And yet somehow, devoted fans manage to hear all that information, and not just know it, but interpret it. They can hear a player's batting average and immediately rank them as spectacular, good, average, meh, or awful. They can look at a player's information and deduce how well they would work with the players from this or that team. They can see a team's current standings and predict both an expected outcome, as well as the specific games that would need to be won in order for them to get that goal. Prediction - that's the power of statistics. There would be no point in statistics if it doesn't help you make guesses. A good statistician isn't one who knows a bunch of formulas (though these often do help), but one who can make accurate guesses based on the data given. And so in that sense - many sports fans are statisticians.
And of course, there are the people who make a living calculating and compiling sports statistics, and people who's job it is to analyze the data - and they put far more work into the mathematics than fans do. Statistics is all about collecting information and predicting future information - without it, sports tournaments would be pointless, there would be no craze about wins/losses or team standings, and watching sports games would just be about having a good time. So you have statistics to thank for sports culture as we know it.

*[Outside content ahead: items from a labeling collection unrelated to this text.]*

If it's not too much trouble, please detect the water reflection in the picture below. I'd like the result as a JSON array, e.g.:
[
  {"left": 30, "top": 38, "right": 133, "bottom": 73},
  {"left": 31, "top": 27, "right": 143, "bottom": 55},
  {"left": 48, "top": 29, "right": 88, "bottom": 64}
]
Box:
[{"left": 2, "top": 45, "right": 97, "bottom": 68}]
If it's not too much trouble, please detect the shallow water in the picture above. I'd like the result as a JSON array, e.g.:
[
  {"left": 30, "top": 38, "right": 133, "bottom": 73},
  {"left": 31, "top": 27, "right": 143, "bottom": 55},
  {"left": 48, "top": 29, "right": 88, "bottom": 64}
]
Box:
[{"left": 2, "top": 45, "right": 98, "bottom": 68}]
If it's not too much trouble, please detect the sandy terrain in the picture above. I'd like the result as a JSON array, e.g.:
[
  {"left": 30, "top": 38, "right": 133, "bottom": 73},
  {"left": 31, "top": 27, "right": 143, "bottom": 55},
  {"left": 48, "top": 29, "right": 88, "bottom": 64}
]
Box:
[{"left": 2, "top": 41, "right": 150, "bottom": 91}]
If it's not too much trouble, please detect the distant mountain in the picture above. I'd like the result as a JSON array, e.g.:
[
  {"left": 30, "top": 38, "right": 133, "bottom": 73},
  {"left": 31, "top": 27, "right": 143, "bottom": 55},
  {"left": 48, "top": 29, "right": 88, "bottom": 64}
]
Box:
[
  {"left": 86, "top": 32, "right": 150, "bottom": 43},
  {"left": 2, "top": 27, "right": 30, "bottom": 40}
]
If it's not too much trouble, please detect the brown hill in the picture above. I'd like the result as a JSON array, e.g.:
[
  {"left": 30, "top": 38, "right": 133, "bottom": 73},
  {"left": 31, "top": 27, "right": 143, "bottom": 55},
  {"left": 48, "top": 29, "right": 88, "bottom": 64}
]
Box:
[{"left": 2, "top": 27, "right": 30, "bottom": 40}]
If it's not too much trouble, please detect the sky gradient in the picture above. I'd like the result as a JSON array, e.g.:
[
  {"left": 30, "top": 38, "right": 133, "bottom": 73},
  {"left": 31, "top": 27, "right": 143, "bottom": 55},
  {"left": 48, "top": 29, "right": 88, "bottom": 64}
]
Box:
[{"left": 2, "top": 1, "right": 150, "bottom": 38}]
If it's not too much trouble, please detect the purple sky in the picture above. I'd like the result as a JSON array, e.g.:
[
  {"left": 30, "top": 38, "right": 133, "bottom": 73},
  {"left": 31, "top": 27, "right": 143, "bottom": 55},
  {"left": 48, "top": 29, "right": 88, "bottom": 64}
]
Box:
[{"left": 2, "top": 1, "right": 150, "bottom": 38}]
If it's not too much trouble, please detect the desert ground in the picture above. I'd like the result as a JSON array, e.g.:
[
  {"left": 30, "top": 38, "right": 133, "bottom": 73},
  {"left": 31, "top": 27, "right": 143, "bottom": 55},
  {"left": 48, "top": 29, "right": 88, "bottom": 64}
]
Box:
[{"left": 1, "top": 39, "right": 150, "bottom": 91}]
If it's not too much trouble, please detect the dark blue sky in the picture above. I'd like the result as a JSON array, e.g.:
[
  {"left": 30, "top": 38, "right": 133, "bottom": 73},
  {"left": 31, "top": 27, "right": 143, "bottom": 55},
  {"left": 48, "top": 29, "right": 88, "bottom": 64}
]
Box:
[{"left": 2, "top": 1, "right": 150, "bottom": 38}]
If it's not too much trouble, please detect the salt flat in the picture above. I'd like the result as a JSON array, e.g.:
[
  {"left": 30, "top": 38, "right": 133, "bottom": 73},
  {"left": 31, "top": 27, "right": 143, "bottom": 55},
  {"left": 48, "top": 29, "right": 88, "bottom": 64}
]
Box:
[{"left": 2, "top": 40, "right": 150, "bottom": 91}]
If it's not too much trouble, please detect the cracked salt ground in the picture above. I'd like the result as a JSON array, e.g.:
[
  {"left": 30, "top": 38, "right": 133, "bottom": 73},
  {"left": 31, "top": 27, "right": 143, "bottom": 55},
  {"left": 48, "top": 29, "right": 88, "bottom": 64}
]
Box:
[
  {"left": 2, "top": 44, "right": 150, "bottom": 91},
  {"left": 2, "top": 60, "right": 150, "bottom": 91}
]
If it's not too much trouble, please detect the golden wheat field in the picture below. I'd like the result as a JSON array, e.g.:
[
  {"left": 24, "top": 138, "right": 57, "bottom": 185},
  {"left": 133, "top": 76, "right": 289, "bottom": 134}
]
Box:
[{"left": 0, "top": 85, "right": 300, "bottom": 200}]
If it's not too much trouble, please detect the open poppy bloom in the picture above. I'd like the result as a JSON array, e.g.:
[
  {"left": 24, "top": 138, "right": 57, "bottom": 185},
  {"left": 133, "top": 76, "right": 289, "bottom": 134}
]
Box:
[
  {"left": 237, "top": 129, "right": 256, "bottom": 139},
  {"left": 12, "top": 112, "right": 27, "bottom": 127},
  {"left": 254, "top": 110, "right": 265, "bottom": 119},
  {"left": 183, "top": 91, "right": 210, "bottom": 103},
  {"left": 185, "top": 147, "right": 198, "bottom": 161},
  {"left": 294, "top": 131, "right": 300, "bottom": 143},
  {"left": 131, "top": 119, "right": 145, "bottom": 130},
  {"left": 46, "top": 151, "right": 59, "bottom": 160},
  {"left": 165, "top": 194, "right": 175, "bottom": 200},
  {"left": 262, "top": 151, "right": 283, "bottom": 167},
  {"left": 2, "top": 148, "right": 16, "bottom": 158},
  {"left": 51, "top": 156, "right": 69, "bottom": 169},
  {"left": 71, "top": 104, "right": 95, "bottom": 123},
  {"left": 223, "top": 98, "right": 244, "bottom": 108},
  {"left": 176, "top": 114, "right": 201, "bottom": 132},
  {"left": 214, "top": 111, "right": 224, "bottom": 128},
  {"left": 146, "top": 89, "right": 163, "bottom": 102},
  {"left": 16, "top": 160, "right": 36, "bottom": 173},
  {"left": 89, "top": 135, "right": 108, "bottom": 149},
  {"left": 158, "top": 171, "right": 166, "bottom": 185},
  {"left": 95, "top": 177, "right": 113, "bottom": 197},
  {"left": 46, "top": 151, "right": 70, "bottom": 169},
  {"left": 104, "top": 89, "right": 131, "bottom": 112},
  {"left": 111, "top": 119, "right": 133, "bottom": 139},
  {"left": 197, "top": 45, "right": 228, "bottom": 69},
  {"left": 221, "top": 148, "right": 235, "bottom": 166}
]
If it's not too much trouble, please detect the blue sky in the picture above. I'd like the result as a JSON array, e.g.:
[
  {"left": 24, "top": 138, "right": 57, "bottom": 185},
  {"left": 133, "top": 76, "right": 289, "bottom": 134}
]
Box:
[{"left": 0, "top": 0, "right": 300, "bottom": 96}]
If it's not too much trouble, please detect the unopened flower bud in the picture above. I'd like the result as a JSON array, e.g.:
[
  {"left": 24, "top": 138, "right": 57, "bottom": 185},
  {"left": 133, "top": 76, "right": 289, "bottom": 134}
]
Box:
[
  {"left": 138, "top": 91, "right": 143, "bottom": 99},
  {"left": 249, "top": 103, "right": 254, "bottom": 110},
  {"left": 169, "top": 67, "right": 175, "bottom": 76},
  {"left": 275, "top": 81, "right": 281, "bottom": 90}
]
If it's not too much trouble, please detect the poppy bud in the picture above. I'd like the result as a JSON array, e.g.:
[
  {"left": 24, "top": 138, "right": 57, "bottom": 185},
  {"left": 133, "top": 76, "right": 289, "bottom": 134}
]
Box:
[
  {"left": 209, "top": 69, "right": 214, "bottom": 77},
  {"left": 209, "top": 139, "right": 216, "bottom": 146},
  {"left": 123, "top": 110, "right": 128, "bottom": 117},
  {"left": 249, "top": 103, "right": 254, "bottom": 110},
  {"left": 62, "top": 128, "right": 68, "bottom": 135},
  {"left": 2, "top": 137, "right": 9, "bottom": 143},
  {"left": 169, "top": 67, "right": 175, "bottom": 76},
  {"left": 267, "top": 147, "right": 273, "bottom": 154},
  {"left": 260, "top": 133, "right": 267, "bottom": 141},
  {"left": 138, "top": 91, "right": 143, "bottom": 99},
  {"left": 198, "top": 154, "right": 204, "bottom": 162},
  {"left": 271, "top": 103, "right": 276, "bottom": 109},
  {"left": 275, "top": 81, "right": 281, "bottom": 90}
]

RANKING ALGORITHMS. Very connected to the above, but much more awesome. Given a bunch of statistics, how do you actually use the information? How do you choose which players to draft for a team? Which athletes to represent a country in the Olympics? Which horse to bet on? As mentioned above, just knowing a lot of data isn't enough to do statistics - the power of statistics is in its predictions. If a team had to choose between two players to select, and one was better than the other in every way, the choice is obvious - but how do you rank players that have different abilities in different areas? It would be foolish to randomly choose one statistic (say height) and just choose a player based on that. Partly you might have to use intuition - but there are mathematical tools out there that make the decision a whole lot clearer.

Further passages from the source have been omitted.